Indicated to prevent reproduction and decrease undesirable sexual behavior. The surgical approach is identical to that used in guinea pigs. Additionally, it is important to check male chinchillas for prepucial fur rings, which can accumulate and form a restrictive band.
Hedgehogs are prone to uterine hyperplasia and neoplasia. The uterus and ovaries are arranged like those of a cow, with the uterine horns coiled caudally, and the ovaries situated within the coil. Often, the OVH procedure can be quickly completed using 3 to 4 surgical clips.

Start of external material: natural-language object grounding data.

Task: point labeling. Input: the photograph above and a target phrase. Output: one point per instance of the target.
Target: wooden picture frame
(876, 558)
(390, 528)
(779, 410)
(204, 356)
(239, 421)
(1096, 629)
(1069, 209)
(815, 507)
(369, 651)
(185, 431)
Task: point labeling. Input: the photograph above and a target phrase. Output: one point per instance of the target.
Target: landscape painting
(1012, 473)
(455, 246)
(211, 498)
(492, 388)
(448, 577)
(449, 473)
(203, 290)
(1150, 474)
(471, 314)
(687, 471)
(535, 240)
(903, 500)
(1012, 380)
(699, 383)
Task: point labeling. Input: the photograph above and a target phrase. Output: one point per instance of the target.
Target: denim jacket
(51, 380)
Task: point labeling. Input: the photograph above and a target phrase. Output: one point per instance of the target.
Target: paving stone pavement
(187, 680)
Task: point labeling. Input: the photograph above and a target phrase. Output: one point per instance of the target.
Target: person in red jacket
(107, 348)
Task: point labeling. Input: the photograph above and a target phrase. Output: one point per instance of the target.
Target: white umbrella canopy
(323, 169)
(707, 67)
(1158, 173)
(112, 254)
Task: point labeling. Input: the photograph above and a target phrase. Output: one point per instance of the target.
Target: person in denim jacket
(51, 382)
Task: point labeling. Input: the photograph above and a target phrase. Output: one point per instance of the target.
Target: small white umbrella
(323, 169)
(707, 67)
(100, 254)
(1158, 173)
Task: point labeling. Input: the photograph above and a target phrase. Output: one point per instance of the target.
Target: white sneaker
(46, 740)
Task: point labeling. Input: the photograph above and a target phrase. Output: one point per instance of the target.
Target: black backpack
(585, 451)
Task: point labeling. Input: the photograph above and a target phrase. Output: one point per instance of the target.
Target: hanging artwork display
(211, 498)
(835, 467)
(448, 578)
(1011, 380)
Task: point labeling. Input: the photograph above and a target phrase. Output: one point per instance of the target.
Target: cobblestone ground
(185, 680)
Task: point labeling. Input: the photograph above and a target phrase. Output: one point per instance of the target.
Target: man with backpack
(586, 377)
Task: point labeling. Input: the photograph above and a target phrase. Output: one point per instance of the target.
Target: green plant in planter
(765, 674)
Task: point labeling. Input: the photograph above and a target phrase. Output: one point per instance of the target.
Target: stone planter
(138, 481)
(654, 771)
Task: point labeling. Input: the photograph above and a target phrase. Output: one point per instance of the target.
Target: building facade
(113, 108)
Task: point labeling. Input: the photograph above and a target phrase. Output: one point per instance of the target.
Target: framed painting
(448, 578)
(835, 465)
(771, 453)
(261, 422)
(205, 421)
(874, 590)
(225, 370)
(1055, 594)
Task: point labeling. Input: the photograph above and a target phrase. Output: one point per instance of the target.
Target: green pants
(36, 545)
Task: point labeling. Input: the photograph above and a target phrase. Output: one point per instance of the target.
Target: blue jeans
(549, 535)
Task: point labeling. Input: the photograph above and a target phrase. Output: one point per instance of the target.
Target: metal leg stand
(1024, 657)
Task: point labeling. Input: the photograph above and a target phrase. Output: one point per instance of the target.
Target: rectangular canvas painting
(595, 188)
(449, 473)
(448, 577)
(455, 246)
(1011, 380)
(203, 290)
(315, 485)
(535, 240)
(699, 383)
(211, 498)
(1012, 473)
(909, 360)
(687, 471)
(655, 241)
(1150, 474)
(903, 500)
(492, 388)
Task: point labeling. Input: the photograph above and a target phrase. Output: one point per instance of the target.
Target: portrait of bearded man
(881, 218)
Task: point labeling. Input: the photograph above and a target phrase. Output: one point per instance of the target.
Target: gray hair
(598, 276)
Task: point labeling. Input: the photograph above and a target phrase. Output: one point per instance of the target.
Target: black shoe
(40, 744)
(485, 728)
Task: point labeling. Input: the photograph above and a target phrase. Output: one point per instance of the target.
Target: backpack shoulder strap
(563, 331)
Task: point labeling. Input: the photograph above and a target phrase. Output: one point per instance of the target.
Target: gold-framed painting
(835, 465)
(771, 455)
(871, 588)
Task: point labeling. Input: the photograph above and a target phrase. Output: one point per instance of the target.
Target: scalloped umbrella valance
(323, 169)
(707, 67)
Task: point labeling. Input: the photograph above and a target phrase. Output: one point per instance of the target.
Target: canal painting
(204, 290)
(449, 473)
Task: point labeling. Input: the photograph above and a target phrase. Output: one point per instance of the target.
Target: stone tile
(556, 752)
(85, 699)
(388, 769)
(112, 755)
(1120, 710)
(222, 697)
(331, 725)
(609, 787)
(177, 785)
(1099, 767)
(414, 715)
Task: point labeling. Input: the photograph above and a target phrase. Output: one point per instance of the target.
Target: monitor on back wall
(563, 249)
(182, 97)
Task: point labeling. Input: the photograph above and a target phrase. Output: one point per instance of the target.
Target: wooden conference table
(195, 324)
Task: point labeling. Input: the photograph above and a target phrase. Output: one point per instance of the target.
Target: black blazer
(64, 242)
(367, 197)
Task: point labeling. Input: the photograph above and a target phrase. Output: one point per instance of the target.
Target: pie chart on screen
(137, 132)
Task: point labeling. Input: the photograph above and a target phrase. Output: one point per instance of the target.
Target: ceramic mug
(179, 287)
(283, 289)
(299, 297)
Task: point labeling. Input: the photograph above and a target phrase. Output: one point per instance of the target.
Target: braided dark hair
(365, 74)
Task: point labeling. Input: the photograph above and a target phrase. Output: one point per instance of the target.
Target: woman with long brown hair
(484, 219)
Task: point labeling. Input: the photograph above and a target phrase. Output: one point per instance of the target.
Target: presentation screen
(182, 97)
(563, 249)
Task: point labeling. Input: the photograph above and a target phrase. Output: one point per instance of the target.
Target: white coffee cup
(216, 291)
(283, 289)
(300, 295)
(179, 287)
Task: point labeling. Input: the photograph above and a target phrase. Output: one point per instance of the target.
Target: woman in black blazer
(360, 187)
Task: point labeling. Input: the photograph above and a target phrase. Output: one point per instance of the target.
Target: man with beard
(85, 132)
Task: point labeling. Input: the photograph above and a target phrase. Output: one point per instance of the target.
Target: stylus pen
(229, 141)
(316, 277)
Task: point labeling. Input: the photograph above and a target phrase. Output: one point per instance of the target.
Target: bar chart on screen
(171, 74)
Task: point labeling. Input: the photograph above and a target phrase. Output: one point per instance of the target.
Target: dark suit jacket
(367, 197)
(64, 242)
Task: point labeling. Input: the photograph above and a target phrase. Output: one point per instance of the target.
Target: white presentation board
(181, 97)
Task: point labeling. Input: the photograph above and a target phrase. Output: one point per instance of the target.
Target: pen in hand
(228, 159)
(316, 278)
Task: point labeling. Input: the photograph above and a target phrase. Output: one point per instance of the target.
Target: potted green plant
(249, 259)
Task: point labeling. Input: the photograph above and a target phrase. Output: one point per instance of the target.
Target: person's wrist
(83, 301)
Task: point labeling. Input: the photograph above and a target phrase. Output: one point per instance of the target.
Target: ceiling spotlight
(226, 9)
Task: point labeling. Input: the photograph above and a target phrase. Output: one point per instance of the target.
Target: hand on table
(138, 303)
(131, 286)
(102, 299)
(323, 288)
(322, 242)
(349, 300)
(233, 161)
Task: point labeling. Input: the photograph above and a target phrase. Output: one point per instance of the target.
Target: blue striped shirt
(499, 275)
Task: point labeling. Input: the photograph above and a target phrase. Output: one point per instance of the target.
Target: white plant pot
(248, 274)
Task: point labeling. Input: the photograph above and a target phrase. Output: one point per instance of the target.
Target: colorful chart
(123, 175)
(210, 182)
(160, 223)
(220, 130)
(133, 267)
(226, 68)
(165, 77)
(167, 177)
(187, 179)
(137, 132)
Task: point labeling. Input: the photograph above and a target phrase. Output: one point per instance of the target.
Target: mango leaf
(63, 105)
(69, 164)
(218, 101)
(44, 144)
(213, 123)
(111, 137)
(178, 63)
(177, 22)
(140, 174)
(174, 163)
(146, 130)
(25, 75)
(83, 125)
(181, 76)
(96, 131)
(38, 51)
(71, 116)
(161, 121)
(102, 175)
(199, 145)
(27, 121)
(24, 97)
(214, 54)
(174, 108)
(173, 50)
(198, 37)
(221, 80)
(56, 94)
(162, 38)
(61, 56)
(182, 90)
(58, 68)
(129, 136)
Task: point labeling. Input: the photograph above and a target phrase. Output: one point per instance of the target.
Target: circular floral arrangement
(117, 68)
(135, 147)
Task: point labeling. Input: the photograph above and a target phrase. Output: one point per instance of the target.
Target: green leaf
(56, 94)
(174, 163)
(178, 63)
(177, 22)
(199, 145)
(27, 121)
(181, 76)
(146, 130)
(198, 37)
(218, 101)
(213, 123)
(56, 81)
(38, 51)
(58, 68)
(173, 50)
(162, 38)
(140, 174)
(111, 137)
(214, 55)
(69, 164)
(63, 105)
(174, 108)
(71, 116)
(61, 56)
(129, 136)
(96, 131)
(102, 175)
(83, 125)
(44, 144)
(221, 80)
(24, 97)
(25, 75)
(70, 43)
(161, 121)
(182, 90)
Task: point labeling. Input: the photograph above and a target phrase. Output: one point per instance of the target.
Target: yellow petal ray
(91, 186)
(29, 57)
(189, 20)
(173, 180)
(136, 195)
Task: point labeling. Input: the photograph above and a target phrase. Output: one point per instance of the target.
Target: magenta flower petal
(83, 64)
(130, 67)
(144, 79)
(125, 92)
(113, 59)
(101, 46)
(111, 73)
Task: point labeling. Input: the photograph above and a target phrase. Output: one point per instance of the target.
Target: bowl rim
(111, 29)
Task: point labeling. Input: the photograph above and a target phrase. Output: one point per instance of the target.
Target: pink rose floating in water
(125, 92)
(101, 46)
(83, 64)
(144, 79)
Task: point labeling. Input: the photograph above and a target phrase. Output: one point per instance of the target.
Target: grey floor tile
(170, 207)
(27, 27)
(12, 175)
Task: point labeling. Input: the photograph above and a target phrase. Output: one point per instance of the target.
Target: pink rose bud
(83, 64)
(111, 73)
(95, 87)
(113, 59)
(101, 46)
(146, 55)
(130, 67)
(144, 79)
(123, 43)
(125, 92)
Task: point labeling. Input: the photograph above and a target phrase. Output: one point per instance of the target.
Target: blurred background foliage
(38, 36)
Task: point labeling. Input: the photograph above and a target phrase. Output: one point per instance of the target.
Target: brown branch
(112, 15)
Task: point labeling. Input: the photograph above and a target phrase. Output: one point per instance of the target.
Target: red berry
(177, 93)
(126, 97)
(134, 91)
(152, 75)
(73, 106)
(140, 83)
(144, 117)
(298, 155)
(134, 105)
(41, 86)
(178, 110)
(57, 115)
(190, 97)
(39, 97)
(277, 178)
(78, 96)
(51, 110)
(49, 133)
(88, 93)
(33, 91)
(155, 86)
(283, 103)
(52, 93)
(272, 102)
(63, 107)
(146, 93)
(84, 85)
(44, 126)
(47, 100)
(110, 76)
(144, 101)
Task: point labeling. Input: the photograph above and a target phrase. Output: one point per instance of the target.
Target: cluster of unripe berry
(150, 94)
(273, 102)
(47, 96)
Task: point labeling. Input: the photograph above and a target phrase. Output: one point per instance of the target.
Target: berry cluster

Female reproductive issues are relatively uncommon. The reproductive anatomy the female sugar glider is unusual: a single urogenital sinus branches into a single median and two lateral vaginas. The left and right lateral vaginas each encircle a ureter and then rejoin the median vagina proximally at the cervices (as in the rabbit, each uterine horn has a separate cervix). Ovariohysterectomy therefore requires careful avoidance of the ureters.
Surgical Technique
A midline abdominal approach is recommended, however it is complicated by the ventrally located pouch. Clip and prepare the ventral abdomen and the area around the marsupium. Make a 1-2cm paramedian incision around the pouch, allowing sufficient margin for skin closure after the laparotomy. Using blunt dissection, identify the linea alba and make an incision into the abdominal cavity. Identify the urinary bladder and carefully retract it to expose the reproductive tract. The ovaries are tiny, red, and granual in appearance. Ligate the ovarian branch of the ovarian artery. Next, ligate and remove the uteri where they come together to meet the lateral vaginal canals. Ligating distally to this point could result in ureteral occlusion. Close the linea alba in routine fashion. Return the pouch to its normal position, closing the skin with SC sutures and tissue adhesive
Prohibits paired gliders from breeding. Also reduces odor and urine marking behavior, and prevents "balding" due to glandular development on the head and chest. In a mature sugar glider, the hair will regrow in about 3-4 weeks after castration. The scrotum is located cranial to the penis, on the ventral abdomen. It is suspended on a long stalk, making scrotal ablation the preferred method. However a scrotal approach to orchidectomy is also described. Since Sugar Gliders commonly exhibit persistent tendencies to chew/tear at incisions or sutures,a cauterizing procedure is strongly recommended by the ASGV. This technique involves placing a hemostat on the "stalk" close to the body and leave in place for several minutes. Then using electrocautery or a CO2 laser remove the scrotum and testicles distal to the hemostat. The hemostat is removed and the sugar glider is allowed to wake up in his pouch with a piece of apple (for distraction).